Perspective on NY

Well it’s been quite a week on all my newsfeeds and, for whatever reason, I do feel that I have some thoughts worth putting out there.

For those of you who may not know me, hi.
I’m a mother of 3.
Wife to a worship pastor.
And a family medicine physician.

There are a lot of valid feelings on both sides of the buzz about the changes to NY law regarding abortion. Feelings are always valid. Unfortunately, information is not always true.

These are some things that I believe we should take to heart regarding any “hot button” topics including this – especially when we as followers of Christ represent the church at large.

  1. Issues like the NY abortion law cannot be appropriately addressed by a meme. Or even a few memes. Or blurbs from celebrities. Doing so can oversimplify an EXTREMELY complicated issue. Oversimplifying leads to misunderstanding. This often leads people to jump on a bandwagon of misdirected and sometimes detrimental passion. Instead, we should strive to stand for a truly personal decision based on facts and informed conviction. Remember there is propaganda on both sides of political issues. And neither side is ever 100% accurate.
  2. Be a truth seeker. Truth seeking is NOT reading opinions from only one side of an obviously divided line. It is also not reading opinions from only the EXTREME sides of the spectrum. It’s researching, educating yourself, and engaging in dialogue.
  3. Before broadcasting your opinions or anger, do your homework. Read the actual laws, look at facts, and, yes, read stories of those affected on both sides. These issues are always more complicated than a news story will make it seem…especially on issues of medicine. There are professionals who spend YEARS in fields like neonatal hospice. Yes you read that right. Neonatal hospice. And they still don’t claim to understand all the practical or moral implications on issues like these. If they don’t, we can’t claim to either. I’ve seen so much misinformation on social media over the past few days based on under-researched opinions or anecdotes. This doesn’t help anyone.
  4. Before you demand others take action or you tout how you WOULD take action, do it. Take the action. Your post about how others should adopt a child or even how YOU “would” adopt is worthless. (Don’t get mad yet.) There are over 8,000 children currently in DHS custody- JUST IN THE STATE OF OKLAHOMA. Have you adopted one? If not, either do it or stop posting about how you “would” or “could” help. “Faith without works is dead.” Get mad at James, not me.
  5. Gentle as doves, wise as serpents. Not bulls in china cabinets. I’m a “guns-a-blazing” kind of person. But, Jesus turned over tables once (that we know of). ONCE. Being ill-informed, making blanket statements, saying “I would” or “I would never” is rarely gentle or wise. You don’t get to pick and choose virtues. For those of you who preach or espouse grace and acceptance, be mindful how you portray your opinions about hot-button issues. The same people who struggle with the pain, regret, and hurt of having to walk through a situation like these are the same ones who may now be afraid to approach you for help because they’re afraid of your judgment or harsh words.
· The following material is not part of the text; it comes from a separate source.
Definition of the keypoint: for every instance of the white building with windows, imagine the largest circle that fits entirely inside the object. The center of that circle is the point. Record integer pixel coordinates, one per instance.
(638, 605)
I’m not going to post my opinion about this specific issue or law here. If you know me and truly want my thoughts, you’ll know how to find me.
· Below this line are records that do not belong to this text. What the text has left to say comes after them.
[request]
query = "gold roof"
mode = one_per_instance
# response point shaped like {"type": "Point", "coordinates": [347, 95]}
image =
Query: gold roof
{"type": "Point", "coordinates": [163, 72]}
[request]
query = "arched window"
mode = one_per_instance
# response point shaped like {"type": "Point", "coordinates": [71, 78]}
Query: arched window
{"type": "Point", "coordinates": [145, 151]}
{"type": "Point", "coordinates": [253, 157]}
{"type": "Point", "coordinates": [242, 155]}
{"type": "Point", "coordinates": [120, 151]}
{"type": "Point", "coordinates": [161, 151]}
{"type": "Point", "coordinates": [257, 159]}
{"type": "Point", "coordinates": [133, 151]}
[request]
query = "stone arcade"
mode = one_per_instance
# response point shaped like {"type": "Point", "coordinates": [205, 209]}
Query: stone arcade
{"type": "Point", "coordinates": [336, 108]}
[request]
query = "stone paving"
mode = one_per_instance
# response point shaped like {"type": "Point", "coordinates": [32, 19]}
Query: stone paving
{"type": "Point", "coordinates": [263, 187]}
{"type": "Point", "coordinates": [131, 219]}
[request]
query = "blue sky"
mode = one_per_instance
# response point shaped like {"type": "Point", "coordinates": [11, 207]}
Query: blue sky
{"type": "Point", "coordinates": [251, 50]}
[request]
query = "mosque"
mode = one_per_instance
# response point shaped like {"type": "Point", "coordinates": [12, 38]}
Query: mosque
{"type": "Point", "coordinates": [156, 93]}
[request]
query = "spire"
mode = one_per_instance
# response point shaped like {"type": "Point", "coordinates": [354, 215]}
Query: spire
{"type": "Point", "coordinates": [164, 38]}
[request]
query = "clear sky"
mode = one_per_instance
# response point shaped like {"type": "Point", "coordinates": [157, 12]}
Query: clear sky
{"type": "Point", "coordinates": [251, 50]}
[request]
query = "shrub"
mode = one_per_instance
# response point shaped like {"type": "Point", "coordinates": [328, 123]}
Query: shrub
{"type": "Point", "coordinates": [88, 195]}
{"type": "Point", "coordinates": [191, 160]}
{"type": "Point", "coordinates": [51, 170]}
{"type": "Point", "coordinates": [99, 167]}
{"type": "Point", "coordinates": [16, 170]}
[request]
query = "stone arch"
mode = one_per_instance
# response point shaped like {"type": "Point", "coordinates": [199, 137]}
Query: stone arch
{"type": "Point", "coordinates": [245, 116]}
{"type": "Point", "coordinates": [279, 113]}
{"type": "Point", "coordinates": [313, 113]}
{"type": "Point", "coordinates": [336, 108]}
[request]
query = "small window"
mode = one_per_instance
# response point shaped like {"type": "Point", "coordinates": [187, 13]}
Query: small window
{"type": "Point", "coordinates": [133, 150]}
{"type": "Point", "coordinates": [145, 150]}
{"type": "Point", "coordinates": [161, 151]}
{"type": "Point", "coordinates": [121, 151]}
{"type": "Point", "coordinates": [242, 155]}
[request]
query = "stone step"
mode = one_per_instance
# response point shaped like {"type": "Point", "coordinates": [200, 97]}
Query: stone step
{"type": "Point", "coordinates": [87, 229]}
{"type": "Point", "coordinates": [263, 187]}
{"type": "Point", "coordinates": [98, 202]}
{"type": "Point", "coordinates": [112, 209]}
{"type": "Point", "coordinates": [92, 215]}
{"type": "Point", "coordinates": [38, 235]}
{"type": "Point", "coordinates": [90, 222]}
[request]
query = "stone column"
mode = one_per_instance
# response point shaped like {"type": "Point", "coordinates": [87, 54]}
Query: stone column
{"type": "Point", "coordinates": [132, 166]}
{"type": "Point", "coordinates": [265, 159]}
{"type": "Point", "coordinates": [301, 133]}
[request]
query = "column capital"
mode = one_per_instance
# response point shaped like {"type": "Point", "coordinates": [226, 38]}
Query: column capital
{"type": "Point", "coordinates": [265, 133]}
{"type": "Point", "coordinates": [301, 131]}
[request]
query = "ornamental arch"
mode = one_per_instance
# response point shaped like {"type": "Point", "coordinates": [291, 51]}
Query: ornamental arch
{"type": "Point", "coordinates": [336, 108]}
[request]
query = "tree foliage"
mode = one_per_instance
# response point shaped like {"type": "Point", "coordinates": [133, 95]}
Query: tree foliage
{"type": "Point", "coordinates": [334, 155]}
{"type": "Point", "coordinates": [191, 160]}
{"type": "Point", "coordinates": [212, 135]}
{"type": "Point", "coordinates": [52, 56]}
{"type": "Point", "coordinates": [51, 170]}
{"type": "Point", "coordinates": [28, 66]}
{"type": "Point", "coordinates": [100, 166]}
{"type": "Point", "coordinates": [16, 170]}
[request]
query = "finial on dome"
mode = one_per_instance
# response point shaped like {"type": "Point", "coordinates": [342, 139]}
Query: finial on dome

If you want to take action for foster and adoption care or support organizations that do, here are some of my favorites for your consideration.

111 project

James Mission

Heart Gallery of America

Your words matter. What you say, whether informed or ill-informed, impacts those around you. Before making a comment on such a divisive issue, make sure your information is correct, your mind is engaged, and your heart is full of love.